Abstract

There are 5.8 million people with Alzheimer’s dementia in the United States—81% are 75 years or older. Although half of persons with dementia regularly experience pain, their pain is underrecognized and undertreated, partly because clinicians experience challenges assessing pain in persons with dementia who cannot self-report. Evidence suggests clinician empathy is involved in pain assessment and treatment. Conceptual models guiding Alzheimer’s research are lacking in the literature. To create an interdisciplinary, evidence-based model for understanding clinical empathy’s relationship with the assessment and treatment of pain in persons with advanced dementia, we conducted a literature review of relevant manuscripts from 2000-2019 across disciplines and countries, emphasizing dementia studies and research conducted in the last decade.

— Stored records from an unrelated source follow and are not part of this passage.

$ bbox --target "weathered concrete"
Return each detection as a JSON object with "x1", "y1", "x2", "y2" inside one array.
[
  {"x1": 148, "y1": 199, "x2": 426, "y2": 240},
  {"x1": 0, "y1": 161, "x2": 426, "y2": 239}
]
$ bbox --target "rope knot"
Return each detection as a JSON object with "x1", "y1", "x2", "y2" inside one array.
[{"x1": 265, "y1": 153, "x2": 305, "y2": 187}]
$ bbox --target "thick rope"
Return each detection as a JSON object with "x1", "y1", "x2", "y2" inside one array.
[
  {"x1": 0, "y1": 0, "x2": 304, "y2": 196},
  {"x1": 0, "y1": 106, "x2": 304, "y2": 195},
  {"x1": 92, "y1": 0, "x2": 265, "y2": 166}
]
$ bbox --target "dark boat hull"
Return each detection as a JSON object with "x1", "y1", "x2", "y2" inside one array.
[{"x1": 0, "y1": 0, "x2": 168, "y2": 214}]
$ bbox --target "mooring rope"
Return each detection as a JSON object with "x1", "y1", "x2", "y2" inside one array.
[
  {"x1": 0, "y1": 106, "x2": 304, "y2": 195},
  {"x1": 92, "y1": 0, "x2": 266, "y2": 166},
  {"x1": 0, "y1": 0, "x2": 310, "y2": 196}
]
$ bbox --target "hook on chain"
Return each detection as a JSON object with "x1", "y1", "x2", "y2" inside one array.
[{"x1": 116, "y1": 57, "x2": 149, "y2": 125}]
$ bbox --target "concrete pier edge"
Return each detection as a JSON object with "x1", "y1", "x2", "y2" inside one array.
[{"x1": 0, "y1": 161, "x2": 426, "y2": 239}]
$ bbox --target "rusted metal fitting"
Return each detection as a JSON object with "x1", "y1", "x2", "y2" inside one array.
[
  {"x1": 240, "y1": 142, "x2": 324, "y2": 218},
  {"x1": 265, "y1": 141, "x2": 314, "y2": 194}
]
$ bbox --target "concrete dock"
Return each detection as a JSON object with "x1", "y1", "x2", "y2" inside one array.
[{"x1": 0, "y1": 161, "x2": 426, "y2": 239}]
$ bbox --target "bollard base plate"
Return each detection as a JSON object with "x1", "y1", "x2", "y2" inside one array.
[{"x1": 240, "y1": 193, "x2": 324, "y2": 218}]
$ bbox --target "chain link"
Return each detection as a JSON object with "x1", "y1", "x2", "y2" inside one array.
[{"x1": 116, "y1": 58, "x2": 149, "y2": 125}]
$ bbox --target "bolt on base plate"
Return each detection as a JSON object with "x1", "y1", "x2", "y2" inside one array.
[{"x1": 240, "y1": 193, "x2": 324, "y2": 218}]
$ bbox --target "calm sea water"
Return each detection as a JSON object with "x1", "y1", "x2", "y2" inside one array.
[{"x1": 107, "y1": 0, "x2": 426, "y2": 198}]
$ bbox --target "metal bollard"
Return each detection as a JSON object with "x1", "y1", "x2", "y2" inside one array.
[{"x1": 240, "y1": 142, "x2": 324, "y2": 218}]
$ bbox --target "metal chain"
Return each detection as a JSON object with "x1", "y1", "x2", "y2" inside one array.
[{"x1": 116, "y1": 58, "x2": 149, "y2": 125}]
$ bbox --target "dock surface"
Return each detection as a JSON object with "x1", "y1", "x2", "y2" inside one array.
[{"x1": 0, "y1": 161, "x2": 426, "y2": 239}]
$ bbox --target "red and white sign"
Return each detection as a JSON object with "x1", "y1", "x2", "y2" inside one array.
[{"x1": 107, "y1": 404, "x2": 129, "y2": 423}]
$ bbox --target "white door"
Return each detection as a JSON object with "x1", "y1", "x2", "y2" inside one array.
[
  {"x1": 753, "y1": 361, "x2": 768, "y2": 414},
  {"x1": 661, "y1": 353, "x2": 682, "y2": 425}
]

After performing quality appraisal using the Oxford Centre for Evidence-based Medicine’s levels of evidence, we synthesized findings from 38 qualifying studies and developed a new conceptual model driven by observation of behaviors indicating pain in persons with dementia unable to self-report. The model represents the cognitive, affective, ethical, and behavioral components of clinical empathy involved in assessing and treating pain, relevant patient outcomes, and contextual factors influencing empathy and outcomes; and provides a framework for testing clinical empathy interventions to improve adverse outcomes in persons with advanced dementia. Understanding the relationship between clinician empathy and the assessment/treatment of pain in persons with dementia may improve care quality and help reduce pain behaviors in this population. This model may be used to inform pain research in persons with dementia and develop clinical interventions and clinician education programs.